Okonjo-Iweala’s Tinubu Support Diplomatic, Says Abati

Economy: Why Nigerians shouldn’t expect Okonjo-Iweala to tell Tinubu ‘anything otherwise’ – Abati

A prominent Nigerian journalist has weighed in on recent debates over the state of the nation’s economy, urging citizens to recalibrate expectations of high-profile international figures offering assessments of government policies. Dr. Reuben Abati, former presidential media adviser and veteran analyst, argued that World Trade Organization (WTO) Director-General Ngozi Okonjo-Iweala’s recent praise for President Bola Tinubu’s economic reforms aligns with her role as a global diplomat rather than signaling an endorsement beyond institutional consensus.

Okonjo-Iweala, during a Thursday visit to Nigeria’s presidential villa, had commended Tinubu’s administration for taking “difficult but necessary steps” to stabilize Africa’s largest economy, citing improvements in fiscal management. She emphasized the need to sustain momentum toward inclusive growth while launching a $50 million initiative to boost Nigerian women’s participation in digital industries.

However, Abati, speaking Friday on Arise Television, cautioned against interpreting such statements as independent evaluations. “As an international diplomat, her priority is to encourage productive engagement,” he said, noting her alignment with positions held by multilateral institutions like the International Monetary Fund (IMF) and World Bank. Both organizations have acknowledged Nigeria’s reforms—including fuel subsidy removal—while urging faster structural diversification and expanded social protections.
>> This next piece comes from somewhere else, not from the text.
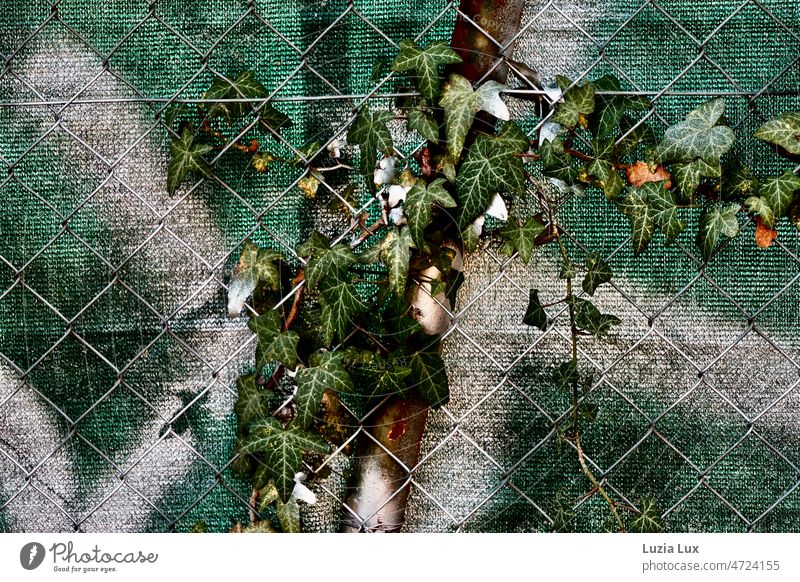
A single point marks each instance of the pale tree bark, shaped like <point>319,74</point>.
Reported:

The journalist highlighted persistent systemic challenges obscured by macroeconomic metrics. While current growth hovers around 3.4%, Abati stressed Nigeria remains tethered to oil revenues, with non-oil sectors underperforming due to low productivity. “Double-digit growth is needed to meaningfully improve living standards,” he said, referencing past economic peaks. “Stabilization without innovation risks stagnation.”

His critique echoes widespread public frustration over soaring inflation and currency instability, which have eroded purchasing power despite government assurances of progress. Abati contrasted official rhetoric with grassroots realities: “The ordinary citizen feels daily hardships—a disconnect no statistic can bridge.”

Analysts note structural reforms under Tinubu, including unification of exchange rates and subsidy cuts, have drawn both praise for ambition and criticism for abrupt implementation. The IMF projects gradual recovery but warns of “daunting social challenges” requiring urgent safety net expansions—a caveat Okonjo-Iweala reiterated during her visit.

Abati’s intervention underscores tensions between policy optics and tangible outcomes in Nigeria’s reform narrative. While welcoming international validation of fiscal adjustments, he emphasized that sustainable progress requires domestic solutions to productivity bottlenecks and inequities—issues beyond the scope of diplomatic engagements. “Growth must translate to prosperity for market traders, farmers, and families,” he concluded. “Until then, declarations of success ring hollow.”